Host antibody responses against Plasmodium are heterogeneous across different ethnicities [30], ages and accumulated exposure [31]. A single observation from one volunteer cannot, therefore, be generalized. However, despite this caveat, the present study suggests the possibility that cross-reactive antibodies, especially IgM, in an individual who has been infected only with P. vivax suppress growth of P. falciparum. Although IgM does not undergo a process of affinity maturation, this is compensated for by the fact that it is a pentamer. At least one report found that IgM exhibited a stronger neutralizing effects on Plasmodial merozoites than did IgG [32]. Indeed, this lower specificity may make IgM more likely show cross-species reactivity. The short-lived nature of IgM may also explain why mutual suppression across Plasmodial species is rather transient [6] (also reviewed in [33]), or why immunization with one species rarely protected the vaccinees from other species [34]. In vivo, IgG-mediated cellular mechanisms [9, 35], may also play an important role in the cross-Plasmodium interaction.

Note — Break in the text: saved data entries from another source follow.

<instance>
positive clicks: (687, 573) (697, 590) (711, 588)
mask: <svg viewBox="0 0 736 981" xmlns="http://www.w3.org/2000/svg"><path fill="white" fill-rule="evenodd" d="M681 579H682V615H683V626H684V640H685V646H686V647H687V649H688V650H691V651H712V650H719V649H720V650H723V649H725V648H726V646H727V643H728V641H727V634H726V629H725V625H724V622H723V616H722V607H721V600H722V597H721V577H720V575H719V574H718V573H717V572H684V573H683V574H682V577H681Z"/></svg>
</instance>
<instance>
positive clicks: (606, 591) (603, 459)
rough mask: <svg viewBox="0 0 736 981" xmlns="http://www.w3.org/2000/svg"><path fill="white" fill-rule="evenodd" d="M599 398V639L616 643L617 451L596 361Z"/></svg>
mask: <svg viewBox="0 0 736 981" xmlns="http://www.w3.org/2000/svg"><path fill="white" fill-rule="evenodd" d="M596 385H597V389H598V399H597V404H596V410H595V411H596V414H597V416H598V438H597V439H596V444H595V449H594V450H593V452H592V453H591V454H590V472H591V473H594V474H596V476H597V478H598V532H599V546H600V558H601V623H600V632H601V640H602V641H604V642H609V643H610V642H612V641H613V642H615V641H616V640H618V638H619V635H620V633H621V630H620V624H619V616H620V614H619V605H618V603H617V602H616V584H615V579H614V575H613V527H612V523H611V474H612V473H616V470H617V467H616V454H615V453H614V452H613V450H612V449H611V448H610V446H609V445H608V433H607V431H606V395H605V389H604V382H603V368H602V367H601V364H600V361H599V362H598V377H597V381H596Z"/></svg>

IL-12, which showed the highest correlation with P. vivax parasitaemia, is hence likely to be (one of) the most direct mediator(s) bridging from rupturing schizonts to fevers. It was reported that IL-12 and IFN-γ synergistically enhance the parasiticidal activities of peripheral blood mononuclear cells [3641]. Therefore, the sharp peaks of INF-γ under the presence of IL-12 observed in the volunteer could mount an early in vivo defense against blood-stage parasites, and may contribute to the suppressive effect of P. vivax on P. falciparum.

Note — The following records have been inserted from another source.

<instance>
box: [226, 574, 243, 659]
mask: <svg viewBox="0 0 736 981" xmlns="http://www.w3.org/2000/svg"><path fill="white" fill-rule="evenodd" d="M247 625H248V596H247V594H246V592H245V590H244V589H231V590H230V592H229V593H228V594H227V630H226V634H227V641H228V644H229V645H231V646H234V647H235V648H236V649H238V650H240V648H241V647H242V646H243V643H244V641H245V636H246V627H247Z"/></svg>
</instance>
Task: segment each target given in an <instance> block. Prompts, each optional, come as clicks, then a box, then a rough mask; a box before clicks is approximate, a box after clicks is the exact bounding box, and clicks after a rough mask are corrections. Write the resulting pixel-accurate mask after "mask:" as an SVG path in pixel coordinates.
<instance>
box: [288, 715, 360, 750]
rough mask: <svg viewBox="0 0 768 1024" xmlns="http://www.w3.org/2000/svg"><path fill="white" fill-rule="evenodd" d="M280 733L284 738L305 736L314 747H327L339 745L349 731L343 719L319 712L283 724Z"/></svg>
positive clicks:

Collectively, these results suggest a possibility that P. vivax infections may suppress P. falciparum in multiple ways including cross-reactive IgM and cytotoxicity-inducing cytokines. To thoroughly prove that Plasmodium-specific IgM is playing a major role in cross-Plasmodium suppression, such specific IgM should have been purified. Such studies should be part of any further work to test the hypothesis proposed here, preferably within an epidemiologically appropriate framework.

Consent

The present study was approved by the Committee for Ethics, Faculty of Tropical Medicine, Mahidol University. Written informed consent was obtained from the patient for publication of this case report and any accompanying information.